Exclusive: Sadiq Khan lags behind Boris Johnson’s housing completions record
Sadiq Khan has completed just over half the amount of affordable housing in his first five years that Boris Johnson did when he was mayor of London.
Numbers from the Greater London Authority (GLA) show Johnson completed 62,387 affordable homes in his first five years, while Khan has completed 34,659 in that same time period.
Khan’s office says the numbers are “misleading nonsense” and that the Labour mayor’s first year in office came after a “record low” number of housing completions by Johnson in 2015-16 hampered his early progress.
However, in 2014-15 Johnson completed 17,875 affordable homes while at City Hall – more than double Khan has ever done in a single year – and started almost 10,000.
Khan has started 57,673 homes in his five years in office, including a record 17,256 in 2019-20, which is well short of his target of starting 116,000 by 2023.
The Labour mayor was given a £4.82bn grant by the Theresa May government in 2018 to build affordable housing in London.
Andrew Boff, the Conservatives’ London Assembly spokesperson for housing, said it’s “no good sitting on nearly £5bn and patting yourself on the back for breaking ground on a new house”.
“Londoners can’t live in a housing start,” he said.
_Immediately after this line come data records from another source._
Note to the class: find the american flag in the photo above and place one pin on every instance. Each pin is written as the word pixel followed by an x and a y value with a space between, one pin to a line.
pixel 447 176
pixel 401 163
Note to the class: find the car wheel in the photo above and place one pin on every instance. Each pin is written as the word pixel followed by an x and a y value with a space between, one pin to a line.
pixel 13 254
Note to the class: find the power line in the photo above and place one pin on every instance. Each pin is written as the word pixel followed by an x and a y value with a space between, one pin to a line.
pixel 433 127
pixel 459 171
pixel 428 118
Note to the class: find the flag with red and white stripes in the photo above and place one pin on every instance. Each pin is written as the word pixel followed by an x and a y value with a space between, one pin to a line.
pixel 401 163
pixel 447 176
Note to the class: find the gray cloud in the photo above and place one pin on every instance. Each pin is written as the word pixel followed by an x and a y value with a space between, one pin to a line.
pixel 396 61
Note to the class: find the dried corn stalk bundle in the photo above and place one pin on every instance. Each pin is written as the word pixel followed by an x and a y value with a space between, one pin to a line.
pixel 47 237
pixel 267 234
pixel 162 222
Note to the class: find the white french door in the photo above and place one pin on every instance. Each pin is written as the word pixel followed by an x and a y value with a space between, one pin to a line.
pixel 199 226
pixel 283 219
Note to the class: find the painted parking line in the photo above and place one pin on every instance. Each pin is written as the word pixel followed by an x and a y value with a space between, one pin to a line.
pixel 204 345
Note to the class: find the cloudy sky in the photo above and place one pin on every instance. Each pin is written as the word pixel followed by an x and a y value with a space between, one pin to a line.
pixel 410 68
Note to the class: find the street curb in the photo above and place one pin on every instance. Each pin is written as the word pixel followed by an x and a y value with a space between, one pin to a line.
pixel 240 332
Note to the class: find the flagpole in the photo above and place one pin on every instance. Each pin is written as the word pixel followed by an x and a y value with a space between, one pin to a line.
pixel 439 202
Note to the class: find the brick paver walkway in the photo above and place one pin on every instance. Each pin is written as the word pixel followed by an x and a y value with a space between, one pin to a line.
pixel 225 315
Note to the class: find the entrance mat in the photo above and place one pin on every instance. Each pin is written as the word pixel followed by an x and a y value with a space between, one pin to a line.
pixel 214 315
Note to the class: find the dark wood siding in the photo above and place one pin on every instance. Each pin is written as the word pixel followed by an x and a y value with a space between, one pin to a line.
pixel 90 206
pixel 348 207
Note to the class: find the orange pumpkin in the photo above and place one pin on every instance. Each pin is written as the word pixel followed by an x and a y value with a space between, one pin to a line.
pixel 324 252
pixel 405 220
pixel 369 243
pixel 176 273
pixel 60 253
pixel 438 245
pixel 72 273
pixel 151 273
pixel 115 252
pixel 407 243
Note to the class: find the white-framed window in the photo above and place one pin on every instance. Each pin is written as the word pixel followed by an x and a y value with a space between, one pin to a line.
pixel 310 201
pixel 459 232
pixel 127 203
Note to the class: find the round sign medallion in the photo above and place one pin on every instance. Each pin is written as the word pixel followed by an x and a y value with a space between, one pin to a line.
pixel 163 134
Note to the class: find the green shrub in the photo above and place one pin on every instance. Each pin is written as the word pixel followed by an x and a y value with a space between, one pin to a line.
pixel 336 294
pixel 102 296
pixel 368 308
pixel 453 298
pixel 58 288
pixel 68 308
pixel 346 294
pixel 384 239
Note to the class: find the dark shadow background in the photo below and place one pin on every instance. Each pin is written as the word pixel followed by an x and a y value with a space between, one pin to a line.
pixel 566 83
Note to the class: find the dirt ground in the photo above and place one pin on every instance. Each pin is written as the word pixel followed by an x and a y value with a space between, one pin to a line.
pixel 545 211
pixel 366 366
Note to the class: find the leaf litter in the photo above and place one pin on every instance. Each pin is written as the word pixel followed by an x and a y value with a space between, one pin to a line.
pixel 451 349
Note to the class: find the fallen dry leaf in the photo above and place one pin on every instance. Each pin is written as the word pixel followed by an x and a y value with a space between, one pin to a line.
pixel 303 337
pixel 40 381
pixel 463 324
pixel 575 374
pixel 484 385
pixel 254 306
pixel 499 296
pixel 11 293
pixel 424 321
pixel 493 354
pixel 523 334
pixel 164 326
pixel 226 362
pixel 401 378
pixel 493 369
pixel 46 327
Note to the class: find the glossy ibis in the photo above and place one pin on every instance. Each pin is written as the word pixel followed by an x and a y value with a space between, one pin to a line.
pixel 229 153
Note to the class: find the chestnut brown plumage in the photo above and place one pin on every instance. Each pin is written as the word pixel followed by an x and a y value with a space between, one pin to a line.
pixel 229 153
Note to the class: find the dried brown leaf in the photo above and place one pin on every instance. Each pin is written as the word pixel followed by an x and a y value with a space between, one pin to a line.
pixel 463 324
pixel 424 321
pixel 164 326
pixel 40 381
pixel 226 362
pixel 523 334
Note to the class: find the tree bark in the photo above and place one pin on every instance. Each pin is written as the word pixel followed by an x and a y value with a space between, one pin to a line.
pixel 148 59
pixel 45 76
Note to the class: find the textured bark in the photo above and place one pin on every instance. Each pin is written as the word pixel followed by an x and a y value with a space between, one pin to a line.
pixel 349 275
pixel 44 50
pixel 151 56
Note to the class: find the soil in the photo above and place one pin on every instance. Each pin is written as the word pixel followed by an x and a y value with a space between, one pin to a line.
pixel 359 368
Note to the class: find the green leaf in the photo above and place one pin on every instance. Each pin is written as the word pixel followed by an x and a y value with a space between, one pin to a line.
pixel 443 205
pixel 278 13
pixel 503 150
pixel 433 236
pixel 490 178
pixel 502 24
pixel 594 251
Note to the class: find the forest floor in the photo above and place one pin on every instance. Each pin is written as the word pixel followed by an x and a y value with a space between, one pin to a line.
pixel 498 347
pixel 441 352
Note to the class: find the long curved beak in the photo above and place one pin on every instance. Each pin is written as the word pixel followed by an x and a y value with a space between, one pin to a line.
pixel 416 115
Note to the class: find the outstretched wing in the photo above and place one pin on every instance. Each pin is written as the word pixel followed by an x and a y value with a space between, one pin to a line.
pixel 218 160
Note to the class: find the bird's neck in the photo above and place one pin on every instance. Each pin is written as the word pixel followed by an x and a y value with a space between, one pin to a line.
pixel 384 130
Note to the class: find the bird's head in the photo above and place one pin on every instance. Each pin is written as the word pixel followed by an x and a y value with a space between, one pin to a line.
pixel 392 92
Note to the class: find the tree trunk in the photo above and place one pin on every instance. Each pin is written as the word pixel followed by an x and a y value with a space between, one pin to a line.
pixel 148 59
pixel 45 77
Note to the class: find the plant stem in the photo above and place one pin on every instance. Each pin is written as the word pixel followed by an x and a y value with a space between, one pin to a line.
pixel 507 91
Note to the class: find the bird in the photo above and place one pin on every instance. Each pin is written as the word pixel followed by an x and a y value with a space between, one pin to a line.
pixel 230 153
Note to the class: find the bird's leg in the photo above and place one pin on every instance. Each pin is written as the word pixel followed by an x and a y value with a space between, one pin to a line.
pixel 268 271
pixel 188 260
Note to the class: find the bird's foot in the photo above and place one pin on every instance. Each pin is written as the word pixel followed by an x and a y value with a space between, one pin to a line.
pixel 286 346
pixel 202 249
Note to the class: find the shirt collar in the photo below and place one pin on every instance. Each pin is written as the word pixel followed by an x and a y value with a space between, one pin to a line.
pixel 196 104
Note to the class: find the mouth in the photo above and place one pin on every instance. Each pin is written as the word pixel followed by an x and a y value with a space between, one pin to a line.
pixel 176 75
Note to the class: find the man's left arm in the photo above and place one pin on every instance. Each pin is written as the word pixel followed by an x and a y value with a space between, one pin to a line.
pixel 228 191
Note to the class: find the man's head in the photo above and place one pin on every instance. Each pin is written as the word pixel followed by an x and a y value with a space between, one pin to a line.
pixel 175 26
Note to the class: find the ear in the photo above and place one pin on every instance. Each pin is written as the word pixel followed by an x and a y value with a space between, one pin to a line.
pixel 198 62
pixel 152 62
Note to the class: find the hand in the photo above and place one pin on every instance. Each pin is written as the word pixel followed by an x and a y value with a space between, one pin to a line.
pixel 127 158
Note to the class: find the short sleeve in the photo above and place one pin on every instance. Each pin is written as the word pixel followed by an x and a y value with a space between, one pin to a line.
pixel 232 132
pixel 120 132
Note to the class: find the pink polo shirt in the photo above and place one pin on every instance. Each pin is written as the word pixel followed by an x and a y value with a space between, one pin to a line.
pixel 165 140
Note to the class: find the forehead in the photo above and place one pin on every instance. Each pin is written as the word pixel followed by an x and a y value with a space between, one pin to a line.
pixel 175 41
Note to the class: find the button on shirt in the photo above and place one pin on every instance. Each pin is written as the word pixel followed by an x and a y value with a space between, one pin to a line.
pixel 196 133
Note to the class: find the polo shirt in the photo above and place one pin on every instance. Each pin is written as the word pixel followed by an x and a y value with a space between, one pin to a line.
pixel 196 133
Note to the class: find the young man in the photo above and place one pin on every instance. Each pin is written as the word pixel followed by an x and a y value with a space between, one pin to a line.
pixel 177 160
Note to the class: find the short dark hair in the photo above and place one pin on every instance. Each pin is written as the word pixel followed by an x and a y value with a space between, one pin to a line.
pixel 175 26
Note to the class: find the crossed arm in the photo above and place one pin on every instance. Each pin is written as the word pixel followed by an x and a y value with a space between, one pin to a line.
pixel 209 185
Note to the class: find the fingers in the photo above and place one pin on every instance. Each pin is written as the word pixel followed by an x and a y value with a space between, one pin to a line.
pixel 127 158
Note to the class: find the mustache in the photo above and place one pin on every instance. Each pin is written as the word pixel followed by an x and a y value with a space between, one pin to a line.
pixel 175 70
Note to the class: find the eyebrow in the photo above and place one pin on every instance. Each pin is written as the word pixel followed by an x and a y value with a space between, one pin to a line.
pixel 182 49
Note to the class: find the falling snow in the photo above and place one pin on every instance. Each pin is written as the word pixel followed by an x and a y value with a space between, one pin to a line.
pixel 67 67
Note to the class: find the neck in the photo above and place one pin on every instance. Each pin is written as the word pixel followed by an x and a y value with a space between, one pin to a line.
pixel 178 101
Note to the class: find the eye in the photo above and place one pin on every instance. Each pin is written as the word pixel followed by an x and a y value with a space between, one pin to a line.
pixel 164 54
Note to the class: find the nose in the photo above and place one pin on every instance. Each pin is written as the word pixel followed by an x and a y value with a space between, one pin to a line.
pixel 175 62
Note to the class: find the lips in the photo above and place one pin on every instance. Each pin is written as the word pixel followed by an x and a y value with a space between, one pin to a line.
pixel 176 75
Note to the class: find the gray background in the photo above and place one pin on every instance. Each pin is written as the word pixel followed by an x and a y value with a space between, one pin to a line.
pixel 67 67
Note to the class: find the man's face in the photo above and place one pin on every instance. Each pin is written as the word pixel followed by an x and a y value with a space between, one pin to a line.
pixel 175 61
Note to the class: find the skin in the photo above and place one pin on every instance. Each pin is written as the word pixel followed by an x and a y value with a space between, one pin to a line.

“The longer Sadiq Khan takes starting homes, the later they will be completed and ready for Londoners to move in.”
Responding to the figures, a mayoral spokesperson said: “The mayor has met every one of his affordable housing targets and started work on record-breaking numbers of genuinely affordable homes, including more new council homes than in any year since 1983.
“Affordable housing completions have increased every year under Sadiq from an historic low in the final year of the previous mayoralty.”
Christine Whitehead, professor of housing economics at the London School of Economics (LSE), said the large disparity between Johnson and Khan’s numbers may be because an increased focus on social rent housing in the past five years.
“This has been a much higher priority under Sadiq Khan,” she said.
The mayor has said he will set up a new City Hall-owned property developer to carry out the rest of his housebuilding programme during his second term in office.
He also went to the recent mayoral election with a rent control policy.
He said his victory meant there is now a mandate for the government to give him the powers to cap rents through a City Hall “private rental commission”.